Bem notado. Faltou lembrar, entretanto, que Israel não 'ganhou os corações e mentes' do povo palestino e que tanto a estrutura do Hamas quando do Hezbolá é bastante 'capilarizada', o que compromete o sucesso da tática. Já para as Farc capital humano não existe em abundância dado que são, efetivamente, inimigas do povo colombiano. Suponho que Reyes não vá ser de fácil reposição.
No final do post você pareceu insinuar que é do interesse de Uribe que a sra.Betancourt morra 'acidentalmente' em uma ação militar. É bom, então, que alguém avise às Farc. Dificilmente conseguiriam um golpe maior contra Uribe do que a liberação dela, se é assim mesmo que as coisas são.

Maurício Santoro disse...

Salve, Nandinha.

Há quanto tempo, hein?

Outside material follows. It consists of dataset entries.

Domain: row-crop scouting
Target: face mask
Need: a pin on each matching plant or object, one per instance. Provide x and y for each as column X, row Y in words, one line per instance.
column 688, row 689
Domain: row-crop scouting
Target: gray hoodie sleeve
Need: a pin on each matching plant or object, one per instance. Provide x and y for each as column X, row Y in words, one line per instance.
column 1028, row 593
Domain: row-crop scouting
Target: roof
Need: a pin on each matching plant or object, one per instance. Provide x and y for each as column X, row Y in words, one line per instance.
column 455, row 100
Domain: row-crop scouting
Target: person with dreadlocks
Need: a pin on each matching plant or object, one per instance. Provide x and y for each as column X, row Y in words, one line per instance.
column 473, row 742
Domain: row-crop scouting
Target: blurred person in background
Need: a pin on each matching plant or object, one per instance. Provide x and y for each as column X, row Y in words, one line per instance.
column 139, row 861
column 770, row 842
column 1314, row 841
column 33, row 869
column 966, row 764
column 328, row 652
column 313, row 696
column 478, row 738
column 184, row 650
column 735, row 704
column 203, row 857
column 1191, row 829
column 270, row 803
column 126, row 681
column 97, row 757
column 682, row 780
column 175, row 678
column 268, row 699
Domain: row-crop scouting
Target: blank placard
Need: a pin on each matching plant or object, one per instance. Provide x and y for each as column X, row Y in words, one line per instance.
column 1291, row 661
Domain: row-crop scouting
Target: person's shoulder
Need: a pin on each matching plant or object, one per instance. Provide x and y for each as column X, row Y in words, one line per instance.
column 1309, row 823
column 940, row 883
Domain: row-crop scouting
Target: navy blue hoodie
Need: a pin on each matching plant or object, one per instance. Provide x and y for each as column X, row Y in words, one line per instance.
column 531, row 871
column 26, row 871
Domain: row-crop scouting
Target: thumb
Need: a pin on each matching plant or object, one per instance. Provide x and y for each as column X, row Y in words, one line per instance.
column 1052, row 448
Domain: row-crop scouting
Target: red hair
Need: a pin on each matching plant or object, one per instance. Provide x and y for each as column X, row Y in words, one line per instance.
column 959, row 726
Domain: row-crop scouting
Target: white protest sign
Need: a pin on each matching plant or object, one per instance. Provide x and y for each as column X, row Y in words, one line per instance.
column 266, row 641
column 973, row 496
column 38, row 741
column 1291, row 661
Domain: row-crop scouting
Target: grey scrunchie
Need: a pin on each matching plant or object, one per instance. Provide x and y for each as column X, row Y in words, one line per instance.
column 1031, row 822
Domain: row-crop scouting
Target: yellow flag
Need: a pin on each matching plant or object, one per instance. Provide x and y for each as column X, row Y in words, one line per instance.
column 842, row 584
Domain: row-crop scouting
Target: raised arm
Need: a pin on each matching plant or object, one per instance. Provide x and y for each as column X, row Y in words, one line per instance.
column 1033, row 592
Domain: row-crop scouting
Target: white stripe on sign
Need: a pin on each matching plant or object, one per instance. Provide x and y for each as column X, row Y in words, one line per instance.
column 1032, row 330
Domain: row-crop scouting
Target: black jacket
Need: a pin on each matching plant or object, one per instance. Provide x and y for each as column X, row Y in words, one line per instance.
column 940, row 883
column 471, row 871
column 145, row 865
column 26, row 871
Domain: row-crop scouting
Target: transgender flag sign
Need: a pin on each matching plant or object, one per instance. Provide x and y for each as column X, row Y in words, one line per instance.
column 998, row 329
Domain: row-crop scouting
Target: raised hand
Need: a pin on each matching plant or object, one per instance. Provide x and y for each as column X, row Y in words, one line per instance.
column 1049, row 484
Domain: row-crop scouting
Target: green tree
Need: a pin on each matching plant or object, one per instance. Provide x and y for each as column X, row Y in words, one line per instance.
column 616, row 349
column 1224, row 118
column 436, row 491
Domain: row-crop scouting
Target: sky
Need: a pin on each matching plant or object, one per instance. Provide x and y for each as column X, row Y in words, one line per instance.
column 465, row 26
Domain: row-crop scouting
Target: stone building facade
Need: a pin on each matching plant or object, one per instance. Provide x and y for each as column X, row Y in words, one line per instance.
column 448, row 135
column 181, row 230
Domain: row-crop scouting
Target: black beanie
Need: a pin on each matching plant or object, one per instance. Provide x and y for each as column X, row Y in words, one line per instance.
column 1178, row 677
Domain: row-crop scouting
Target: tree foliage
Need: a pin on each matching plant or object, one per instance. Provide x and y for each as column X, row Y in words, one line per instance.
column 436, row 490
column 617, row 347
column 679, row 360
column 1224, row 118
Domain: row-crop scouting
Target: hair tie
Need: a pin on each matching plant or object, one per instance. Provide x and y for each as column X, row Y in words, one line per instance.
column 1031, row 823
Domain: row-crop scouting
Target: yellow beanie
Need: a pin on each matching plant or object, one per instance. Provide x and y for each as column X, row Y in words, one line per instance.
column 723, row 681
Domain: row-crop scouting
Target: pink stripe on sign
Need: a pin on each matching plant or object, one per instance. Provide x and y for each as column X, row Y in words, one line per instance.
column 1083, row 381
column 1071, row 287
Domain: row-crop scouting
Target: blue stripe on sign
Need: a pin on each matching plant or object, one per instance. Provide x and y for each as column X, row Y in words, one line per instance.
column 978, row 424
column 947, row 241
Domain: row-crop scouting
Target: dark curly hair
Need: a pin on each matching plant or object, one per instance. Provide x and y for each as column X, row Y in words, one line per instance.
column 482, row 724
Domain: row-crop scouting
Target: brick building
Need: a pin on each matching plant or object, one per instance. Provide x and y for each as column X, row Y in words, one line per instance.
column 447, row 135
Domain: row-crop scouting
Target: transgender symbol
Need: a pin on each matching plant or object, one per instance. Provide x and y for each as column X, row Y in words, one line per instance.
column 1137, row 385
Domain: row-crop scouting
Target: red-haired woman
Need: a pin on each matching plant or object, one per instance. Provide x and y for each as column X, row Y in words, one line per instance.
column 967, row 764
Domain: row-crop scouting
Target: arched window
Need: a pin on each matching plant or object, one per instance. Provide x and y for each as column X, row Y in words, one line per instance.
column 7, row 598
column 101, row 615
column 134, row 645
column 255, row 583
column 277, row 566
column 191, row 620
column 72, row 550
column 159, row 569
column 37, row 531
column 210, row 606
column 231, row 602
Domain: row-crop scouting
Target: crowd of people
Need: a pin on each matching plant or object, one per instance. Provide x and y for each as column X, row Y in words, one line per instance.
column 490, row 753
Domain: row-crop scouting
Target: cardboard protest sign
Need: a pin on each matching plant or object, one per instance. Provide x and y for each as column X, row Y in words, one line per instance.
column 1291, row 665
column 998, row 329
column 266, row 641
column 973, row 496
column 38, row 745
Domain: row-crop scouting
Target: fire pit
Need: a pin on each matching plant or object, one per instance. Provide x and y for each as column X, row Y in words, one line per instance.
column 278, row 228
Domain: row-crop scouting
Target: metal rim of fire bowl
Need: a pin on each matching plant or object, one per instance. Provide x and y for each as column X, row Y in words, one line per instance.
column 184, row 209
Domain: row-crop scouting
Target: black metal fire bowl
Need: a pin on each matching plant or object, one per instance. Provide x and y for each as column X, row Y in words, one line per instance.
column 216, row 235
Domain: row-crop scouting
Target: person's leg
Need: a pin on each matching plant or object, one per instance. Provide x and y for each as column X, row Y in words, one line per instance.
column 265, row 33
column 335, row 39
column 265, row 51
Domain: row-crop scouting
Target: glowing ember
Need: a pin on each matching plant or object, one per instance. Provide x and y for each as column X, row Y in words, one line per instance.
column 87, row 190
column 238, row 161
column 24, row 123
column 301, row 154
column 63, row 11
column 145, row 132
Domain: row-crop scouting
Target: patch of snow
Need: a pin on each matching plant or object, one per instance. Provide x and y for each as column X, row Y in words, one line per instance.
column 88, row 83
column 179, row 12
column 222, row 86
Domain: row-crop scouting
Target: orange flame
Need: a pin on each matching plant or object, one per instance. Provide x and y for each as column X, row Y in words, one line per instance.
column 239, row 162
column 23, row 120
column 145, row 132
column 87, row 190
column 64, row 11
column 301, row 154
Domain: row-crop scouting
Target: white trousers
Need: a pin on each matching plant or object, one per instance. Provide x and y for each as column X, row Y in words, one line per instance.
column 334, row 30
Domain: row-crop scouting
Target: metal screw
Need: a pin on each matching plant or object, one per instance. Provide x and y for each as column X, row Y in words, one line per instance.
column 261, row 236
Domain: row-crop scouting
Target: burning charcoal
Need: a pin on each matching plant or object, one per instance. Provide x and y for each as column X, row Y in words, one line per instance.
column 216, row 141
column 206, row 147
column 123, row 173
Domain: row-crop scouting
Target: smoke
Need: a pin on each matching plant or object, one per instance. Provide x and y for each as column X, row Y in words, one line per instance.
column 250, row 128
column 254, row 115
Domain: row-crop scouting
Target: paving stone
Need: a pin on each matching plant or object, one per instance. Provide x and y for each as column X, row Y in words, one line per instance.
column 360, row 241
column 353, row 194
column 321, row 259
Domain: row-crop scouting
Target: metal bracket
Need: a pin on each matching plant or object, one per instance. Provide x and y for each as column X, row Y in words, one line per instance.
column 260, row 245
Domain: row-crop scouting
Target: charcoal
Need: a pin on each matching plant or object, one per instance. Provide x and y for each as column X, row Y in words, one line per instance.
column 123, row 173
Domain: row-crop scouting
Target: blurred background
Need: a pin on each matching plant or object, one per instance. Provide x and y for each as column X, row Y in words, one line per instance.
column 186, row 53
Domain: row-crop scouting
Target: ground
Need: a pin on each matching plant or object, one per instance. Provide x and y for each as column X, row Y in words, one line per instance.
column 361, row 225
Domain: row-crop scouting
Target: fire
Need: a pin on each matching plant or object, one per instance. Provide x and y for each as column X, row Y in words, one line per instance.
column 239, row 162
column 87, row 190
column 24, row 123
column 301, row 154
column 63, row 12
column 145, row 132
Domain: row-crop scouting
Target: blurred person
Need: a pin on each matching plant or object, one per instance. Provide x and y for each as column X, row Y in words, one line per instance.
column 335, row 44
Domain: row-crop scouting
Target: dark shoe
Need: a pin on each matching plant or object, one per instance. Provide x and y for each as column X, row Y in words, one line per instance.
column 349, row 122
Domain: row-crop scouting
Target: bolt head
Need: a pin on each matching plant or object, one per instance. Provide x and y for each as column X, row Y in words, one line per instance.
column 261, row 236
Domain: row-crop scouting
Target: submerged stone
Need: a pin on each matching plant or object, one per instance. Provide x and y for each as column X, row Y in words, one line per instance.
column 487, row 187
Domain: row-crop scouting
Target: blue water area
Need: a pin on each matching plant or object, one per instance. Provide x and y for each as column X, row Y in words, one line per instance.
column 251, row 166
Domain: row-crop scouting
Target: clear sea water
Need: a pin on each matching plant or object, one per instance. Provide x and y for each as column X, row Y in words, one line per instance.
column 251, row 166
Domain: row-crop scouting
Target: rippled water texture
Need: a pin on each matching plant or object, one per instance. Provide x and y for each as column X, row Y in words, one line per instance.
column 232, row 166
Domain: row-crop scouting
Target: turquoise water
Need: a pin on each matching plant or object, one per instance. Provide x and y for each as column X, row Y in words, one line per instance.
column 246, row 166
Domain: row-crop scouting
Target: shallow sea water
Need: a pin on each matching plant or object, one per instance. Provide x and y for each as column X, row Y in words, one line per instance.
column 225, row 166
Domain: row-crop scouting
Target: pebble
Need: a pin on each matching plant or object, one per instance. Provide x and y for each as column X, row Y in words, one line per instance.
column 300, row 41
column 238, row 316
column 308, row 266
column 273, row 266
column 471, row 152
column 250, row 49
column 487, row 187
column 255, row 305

Os ânimos estão muito exaltados na América do Sul, e pioraram ainda mais ontem com a crise entre Espanha e Brasil, sobre a qual escreverei hoje.

O que você comenta é verdade. Se Ingrid for libertada, é muito provável que os outros reféns sejam esquecidos, a não ser que ela se torne uma líder da campanha para que sejam soltos. Difícil dizer.

Salve, Rodrigo e Bruno.

Embora eu veja métodos semelhantes entre Colômbia e Israel, o contexto é muito diferente. A Colômbia luta contra uma guerrilha interna, de baixo apoio popular, e Israel enfrenta povos estrangeiros, com grupos armados de muito mais respaldo interno.

Dito de outro modo, a política de assassinato de lideranças têm muito mais chances de funcionar na Colômbia do que no Oriente Médio...

Com relação ao risco de morte de Ingrid, penso que a solução ideal para Uribe seria que ela falecesse em poder das FARCs, seja por conta de doenças e maus-tratos, seja num ataque militar.

Esse desenlace eliminaria a principal rival do presidente e reforçaria a determinação da opinião pública em derrotar a guerrilha militarmente.

Note-se também a importância da manifestão de ontem na Colômbia, em repúdio aos paramilitares.